En este artículo aprenderás:
A pesar del auge del pago con tarjeta y móvil, el dinero en efectivo sigue representando un porcentaje muy elevado de las transacciones en el comercio de proximidad, la alimentación y la hostelería. Sin embargo, su manipulación manual genera errores en cambios, pérdidas desconocidas y riesgos higiénicos.
Las limitaciones del cajón portamonedas manual
En establecimientos con alto volumen de cobros menudos, las pérdidas derivadas de cambios erróneos y el tiempo invertido en contar manualmente el dinero en cada cambio de turno suponen un coste operativo significativo a lo largo del año.
Principio de funcionamiento del cobro automatizado
El cliente introduce las monedas y billetes directamente en el dispositivo; los sensores internos verifican la autenticidad, calculan el importe y devuelven el cambio exacto de forma automatizada, quedando la transacción registrada en el TPV sin manipulación del empleado.
4 Ventajas operativas demostradas
🎯 Cuadre de caja exacto
El dinero físico en el cajón coincide siempre con las operaciones registradas, eliminando descuadres.

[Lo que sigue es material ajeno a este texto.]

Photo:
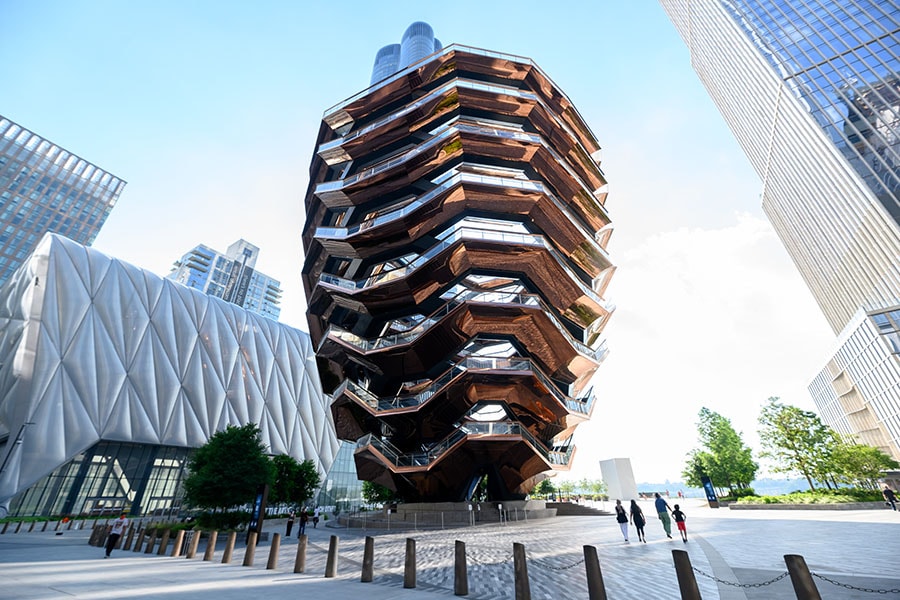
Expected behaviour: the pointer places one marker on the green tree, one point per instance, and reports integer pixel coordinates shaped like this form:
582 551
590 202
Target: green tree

🛡️ Detección de billetes falsos
Validación certificada por el BCE que rechaza de forma instantánea cualquier moneda o billete no oficial.
🧼 Higiene en alimentación
El personal que manipula productos alimenticios no entra en contacto con el dinero.
🔒 Seguridad y custodia
El efectivo permanece protegido en un módulo acorazado con llave y anclaje de seguridad.
Sectores con mayor retorno de inversión
Panaderías, pastelerías, bares de copas, carnicerías, farmacias y gasolineras son los negocios que obtienen un retorno de inversión más rápido gracias al ahorro de tiempo en turnos y a la eliminación de mermas de caja.
Puntos clave para la integración con el software TPV
Es fundamental comprobar que el software TPV cuente con controladores nativos para los principales fabricantes de cajones de cobro (como Cashlogy, CashKeeper o Azkoyen) para garantizar una comunicación fluida y sin bloqueos en el punto de cobro.